Sunday, September 12, 2004

First things

The occasion of doing a first of anything makes one prone to ponder infinity. But pondering infinity makes me physically naseous, so I won't. I'm more inclined to say a little something about my own writing and how I think this might help it, and to do a little bit of explanation of what I expect this blog to do. That seems only appropriate for a first post, though perhaps a little hackneyed.

So about me, first, with a promise to segue into writing, with the thoughts behind the blog as a rousing conclusion.

I used to write effortlessly. In high school, the idea of tossing off a short story on a Saturday night was just about the easiest thing I could think of--at an age when I was really expected to be thinking only of tossing off. I even wrote an 80-page "novel" at one point. It was sort of a cliched James Bond-ish spy novel with lots of sex in it (so I wasn't too far off from the expected behavior). But then something happened in college. Mostly, college happened. And fiction got left behind (and probably rightly so) for the (at the time) more important pursuits of papers and exams. And while I loved the writing I did for 34th Street magazine, which was the campus entertainment rag, I felt somehow like that should be the end of my writitng for fun. It was becoming time to earn a living. And somehow I ended up in journalism school.

There will be plenty of time to discuss my feelings on journalism school, I'm sure, so I'll gloss over that, lingering just long enough to make it clear that while I love the job I have now, I don't think that I was cut out to be a reporter, per se.

And yet then there's this blog. And Blogging is something that was discussed at the convention of the Society of Professional Journalists (SPJ) this weekend. I think that in the right hands, a blog could actually bring a return to the more experiential journalism that I most enjoy reading. The kind that's written at a cafe table as the Nazis advance, but the writer still has a glass of beaujolais next to his Remington portable, Nazis be damned. I think that the blog has a real chance to return the meaning to the term "correspondent."

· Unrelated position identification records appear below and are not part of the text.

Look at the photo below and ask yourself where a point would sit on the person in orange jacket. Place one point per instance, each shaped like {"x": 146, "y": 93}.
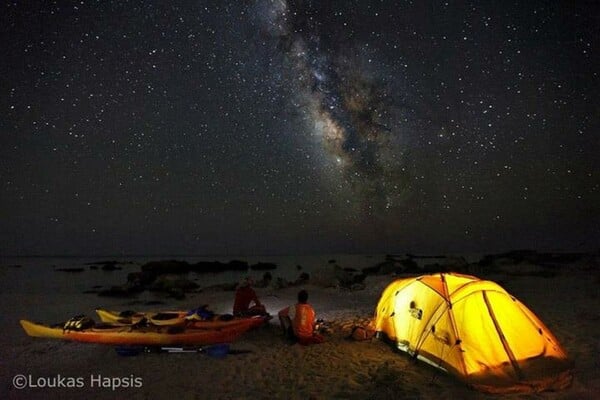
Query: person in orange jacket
{"x": 244, "y": 296}
{"x": 299, "y": 321}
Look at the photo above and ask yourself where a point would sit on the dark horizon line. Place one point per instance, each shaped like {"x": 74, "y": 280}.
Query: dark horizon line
{"x": 316, "y": 253}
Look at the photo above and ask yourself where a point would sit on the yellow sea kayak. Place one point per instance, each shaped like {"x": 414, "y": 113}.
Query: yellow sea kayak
{"x": 129, "y": 335}
{"x": 170, "y": 318}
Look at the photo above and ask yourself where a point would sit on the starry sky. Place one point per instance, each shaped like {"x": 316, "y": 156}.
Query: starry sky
{"x": 299, "y": 126}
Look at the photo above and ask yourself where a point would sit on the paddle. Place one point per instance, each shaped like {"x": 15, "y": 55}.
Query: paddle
{"x": 215, "y": 351}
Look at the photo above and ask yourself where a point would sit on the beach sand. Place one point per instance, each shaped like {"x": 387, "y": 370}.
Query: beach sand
{"x": 268, "y": 366}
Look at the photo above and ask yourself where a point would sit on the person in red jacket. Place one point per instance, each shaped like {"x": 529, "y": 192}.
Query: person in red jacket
{"x": 244, "y": 296}
{"x": 299, "y": 320}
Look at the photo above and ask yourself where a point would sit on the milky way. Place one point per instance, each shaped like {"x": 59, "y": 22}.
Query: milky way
{"x": 348, "y": 106}
{"x": 283, "y": 126}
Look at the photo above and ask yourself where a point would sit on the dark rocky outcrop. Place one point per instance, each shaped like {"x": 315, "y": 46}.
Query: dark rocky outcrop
{"x": 261, "y": 266}
{"x": 74, "y": 269}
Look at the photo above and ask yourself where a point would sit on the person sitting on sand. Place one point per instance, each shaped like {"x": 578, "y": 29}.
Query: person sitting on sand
{"x": 299, "y": 321}
{"x": 244, "y": 296}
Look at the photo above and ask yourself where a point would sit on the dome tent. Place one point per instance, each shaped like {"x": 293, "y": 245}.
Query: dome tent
{"x": 474, "y": 330}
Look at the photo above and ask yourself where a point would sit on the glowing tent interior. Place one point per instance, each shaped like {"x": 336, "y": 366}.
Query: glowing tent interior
{"x": 475, "y": 330}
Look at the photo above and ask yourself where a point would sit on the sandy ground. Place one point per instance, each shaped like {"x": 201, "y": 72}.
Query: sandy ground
{"x": 272, "y": 368}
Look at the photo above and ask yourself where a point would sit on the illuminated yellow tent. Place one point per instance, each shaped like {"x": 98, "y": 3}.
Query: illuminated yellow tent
{"x": 475, "y": 330}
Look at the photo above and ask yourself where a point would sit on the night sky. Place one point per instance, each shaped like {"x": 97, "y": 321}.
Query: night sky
{"x": 284, "y": 127}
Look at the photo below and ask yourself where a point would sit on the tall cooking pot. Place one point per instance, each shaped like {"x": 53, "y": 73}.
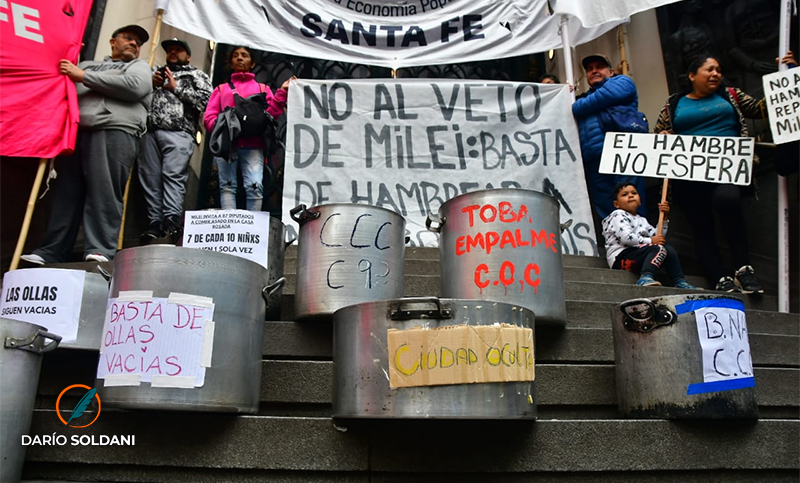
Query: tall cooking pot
{"x": 503, "y": 245}
{"x": 364, "y": 360}
{"x": 20, "y": 363}
{"x": 347, "y": 254}
{"x": 238, "y": 288}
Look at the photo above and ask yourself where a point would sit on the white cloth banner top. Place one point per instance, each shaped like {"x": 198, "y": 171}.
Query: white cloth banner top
{"x": 411, "y": 145}
{"x": 382, "y": 32}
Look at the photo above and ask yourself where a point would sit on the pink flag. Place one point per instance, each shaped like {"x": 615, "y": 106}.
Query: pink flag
{"x": 38, "y": 106}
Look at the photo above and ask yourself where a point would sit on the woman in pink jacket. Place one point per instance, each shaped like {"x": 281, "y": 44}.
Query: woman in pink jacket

But that's not what I really want to do with this necessarily. Of course, I do hope that the blog will be somehow experiential. But I also hope, as the title I picked might suggest in its Lieblingesque way, to bring a critical eye to the world, and especially to the media. I am a journalist by training, and an academic by heart and by employment. So you can expect some journalism to show up in this blog, but you should also expect some ranting and raving--albeit informed ranting and raving--about the activities of the press, and well, anything else I damn well please. What books I'm reading. Movies I've seen. Politics. My friends.

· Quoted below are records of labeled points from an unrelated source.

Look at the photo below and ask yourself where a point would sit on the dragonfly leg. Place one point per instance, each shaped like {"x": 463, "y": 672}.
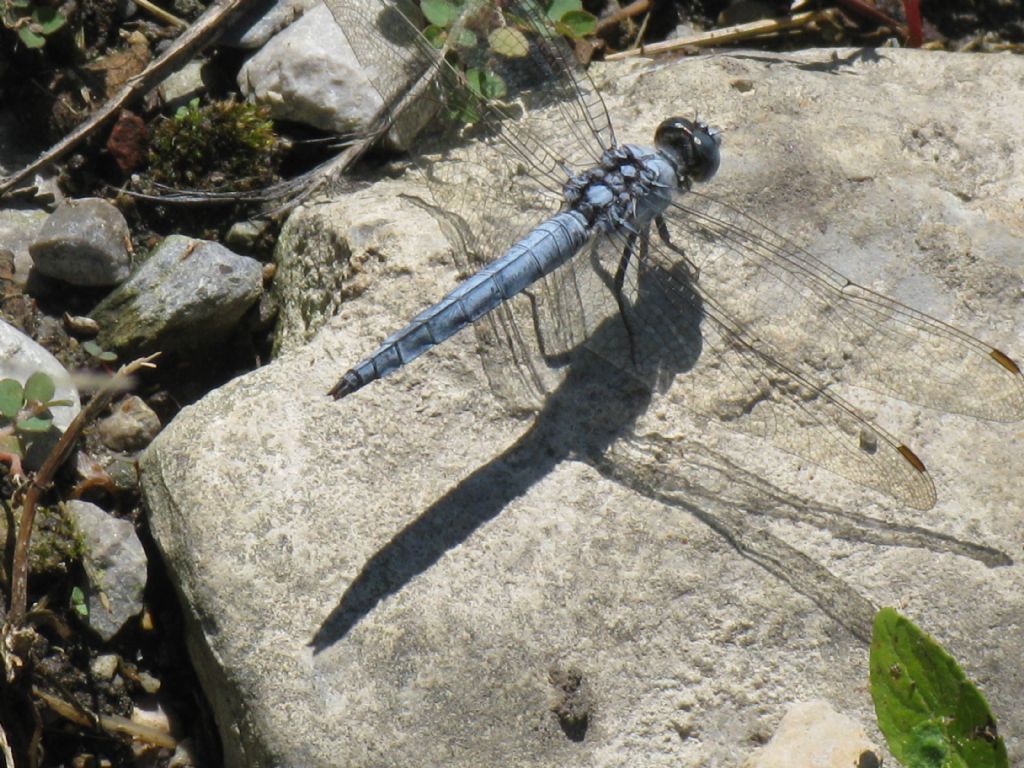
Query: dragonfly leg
{"x": 620, "y": 280}
{"x": 693, "y": 271}
{"x": 553, "y": 360}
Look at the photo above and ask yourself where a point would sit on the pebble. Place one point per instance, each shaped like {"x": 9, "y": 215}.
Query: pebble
{"x": 131, "y": 427}
{"x": 85, "y": 243}
{"x": 115, "y": 564}
{"x": 189, "y": 293}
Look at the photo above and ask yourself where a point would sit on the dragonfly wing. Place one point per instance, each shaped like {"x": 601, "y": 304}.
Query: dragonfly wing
{"x": 696, "y": 356}
{"x": 813, "y": 320}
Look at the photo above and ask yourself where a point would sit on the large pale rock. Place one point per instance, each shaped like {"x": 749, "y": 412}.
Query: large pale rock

Speaking of friends, I had started this blog several months ago with a completely different first post, and I dedicated that now-defunct, one-post blog to my friend Rachael, who is currently slogging through the first weeks of her second year of law school. I did so because she's a fellow press junkie, and because she claims to enjoy reading my writing. But I want to make a fuller dedication with this revamped blog. So it's to my Mom, who taught me to be questioning and critical (and more importantly, she instilled in me the love of a cheap pun). It's to my Dad, who in many ways is my ideal reader. It's to my sisters, one of whom is stubbornly opposed to the idea of critical thinking, on principle. The other is still celebrating her 9/11 birthday in the Central Time Zone.

And of course, everything has to be dedicated to Paul. Because he has to hear me spout all this crap first, and yet he keeps coming back for more.